Monday, April 02, 2007

CEOs like stories

Conventional wisdom tells us that CEOs are bottom-line oriented. If you can't reduce it to numbers for them, it doesn't exist. I disagree with that characterization. I believe that CEOs hunger for non-quantitative information, but typical means of communication are too boring, time-consuming and contextless to provide them much value.

So what works? Stories. (Don't laugh--this is why I didn't post this yesterday, on April Fools' Day.) Stories are brief, detailed, vivid and provide context. Imagine this conversation:

CEO: We had to slam the Heltech merger in. What's the impact been on morale?

Division VP: It's been a bit of a struggle. There have been issues.

CEO: Such as?

Division VP: Well, for instance, there was the customer who got called on by two salespeople, one Heltech and one of our guys, and chewed out our guy for not being coordinated.
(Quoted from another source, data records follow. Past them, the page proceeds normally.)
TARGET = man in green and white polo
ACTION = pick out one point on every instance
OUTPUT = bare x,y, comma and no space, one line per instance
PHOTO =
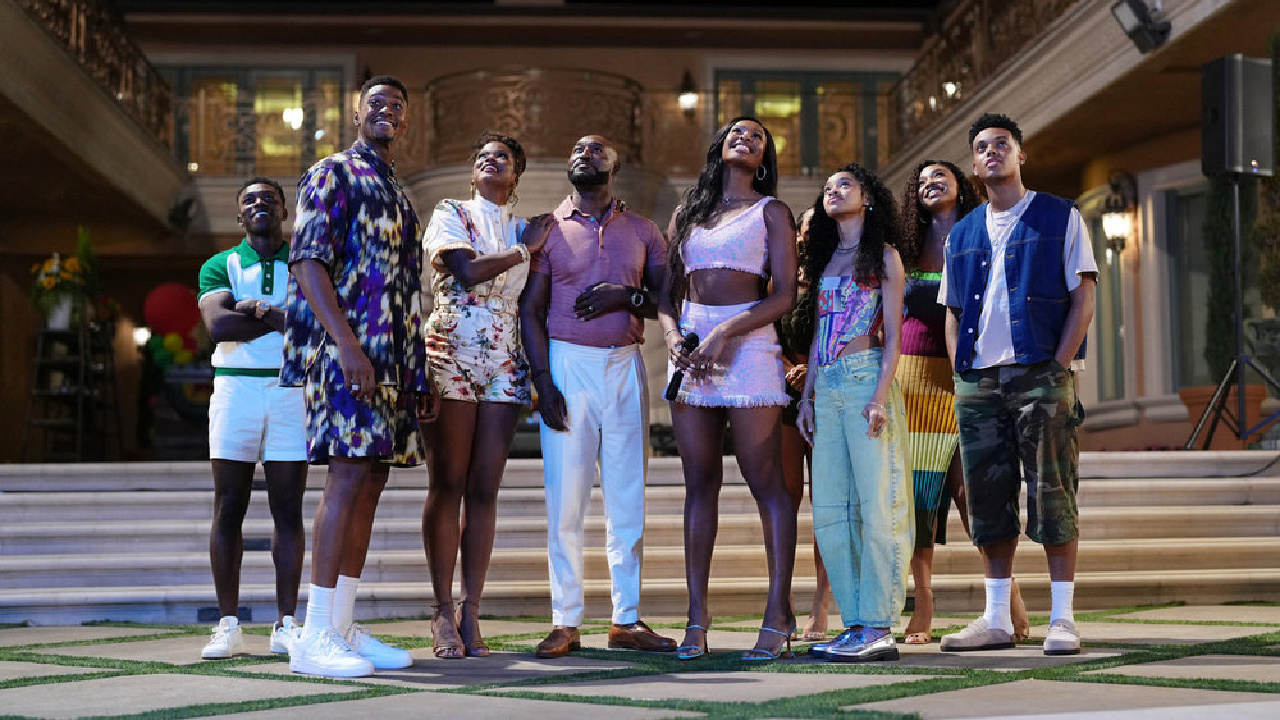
251,418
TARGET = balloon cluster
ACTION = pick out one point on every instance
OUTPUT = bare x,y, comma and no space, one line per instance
173,315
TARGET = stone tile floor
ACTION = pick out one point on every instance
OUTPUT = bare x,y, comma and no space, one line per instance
1138,662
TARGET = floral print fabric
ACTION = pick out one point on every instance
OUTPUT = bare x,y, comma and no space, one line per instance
472,336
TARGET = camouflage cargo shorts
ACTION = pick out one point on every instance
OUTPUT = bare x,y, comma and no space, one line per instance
1020,423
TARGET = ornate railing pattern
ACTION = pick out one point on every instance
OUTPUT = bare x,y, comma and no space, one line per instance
96,37
547,109
976,40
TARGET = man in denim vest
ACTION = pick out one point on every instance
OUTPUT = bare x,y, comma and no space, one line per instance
1019,281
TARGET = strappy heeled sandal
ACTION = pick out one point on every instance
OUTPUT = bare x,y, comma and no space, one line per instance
926,636
693,651
476,646
760,655
443,647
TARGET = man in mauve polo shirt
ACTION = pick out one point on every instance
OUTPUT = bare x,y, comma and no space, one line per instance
581,317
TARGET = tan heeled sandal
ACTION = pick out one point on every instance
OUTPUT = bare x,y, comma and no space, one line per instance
475,647
443,646
1018,613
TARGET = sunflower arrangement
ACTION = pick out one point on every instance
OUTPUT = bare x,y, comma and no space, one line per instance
58,278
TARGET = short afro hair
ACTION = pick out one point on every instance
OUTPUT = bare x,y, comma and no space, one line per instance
260,180
383,80
995,121
517,153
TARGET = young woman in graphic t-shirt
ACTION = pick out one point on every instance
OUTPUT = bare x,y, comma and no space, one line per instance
851,410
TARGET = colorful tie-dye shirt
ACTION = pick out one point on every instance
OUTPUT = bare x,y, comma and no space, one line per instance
846,309
355,218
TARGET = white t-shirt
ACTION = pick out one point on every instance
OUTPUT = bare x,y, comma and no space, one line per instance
498,231
995,342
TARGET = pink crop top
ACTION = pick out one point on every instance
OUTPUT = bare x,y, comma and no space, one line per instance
741,244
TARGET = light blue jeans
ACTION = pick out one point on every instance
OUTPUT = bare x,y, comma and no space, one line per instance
863,515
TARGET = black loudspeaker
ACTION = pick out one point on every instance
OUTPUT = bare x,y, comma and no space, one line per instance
1238,118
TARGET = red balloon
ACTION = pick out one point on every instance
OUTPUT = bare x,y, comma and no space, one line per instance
170,308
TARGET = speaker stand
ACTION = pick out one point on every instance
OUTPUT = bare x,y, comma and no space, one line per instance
1217,410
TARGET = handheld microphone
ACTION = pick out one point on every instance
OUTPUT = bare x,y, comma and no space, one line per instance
679,376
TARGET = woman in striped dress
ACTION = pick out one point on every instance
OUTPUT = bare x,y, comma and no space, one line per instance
936,196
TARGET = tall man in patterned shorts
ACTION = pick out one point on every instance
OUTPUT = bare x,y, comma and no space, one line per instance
1019,282
353,341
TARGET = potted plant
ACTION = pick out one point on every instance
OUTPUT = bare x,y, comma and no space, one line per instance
59,290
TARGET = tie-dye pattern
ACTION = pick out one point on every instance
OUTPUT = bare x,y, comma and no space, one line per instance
355,218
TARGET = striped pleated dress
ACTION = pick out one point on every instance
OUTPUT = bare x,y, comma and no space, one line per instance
926,378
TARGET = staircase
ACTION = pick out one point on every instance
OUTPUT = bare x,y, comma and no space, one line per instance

He's our best sales guy, and got really upset by that.

CEO: Anything else?

Division VP: The websites got combined right away, but not the call centers, so a Heltech center started getting calls for our old products, and couldn't help, and there weren't good handoff procedures yet. So I got a bunch of angry customer calls. One said she was going to tell her CIO to start an RFP process to find a replacement. I think I got her calmed down, but we'll see.

CEO: OK, I get it. What do you think we need to do at this point?

Total elapsed time: less than 2 minutes. Information conveyed: terabytes. In these two brief stories, the CEO has gotten the message that they need to quickly fix the remaining integration issues. Think a stack of PowerPoint slides could've done that?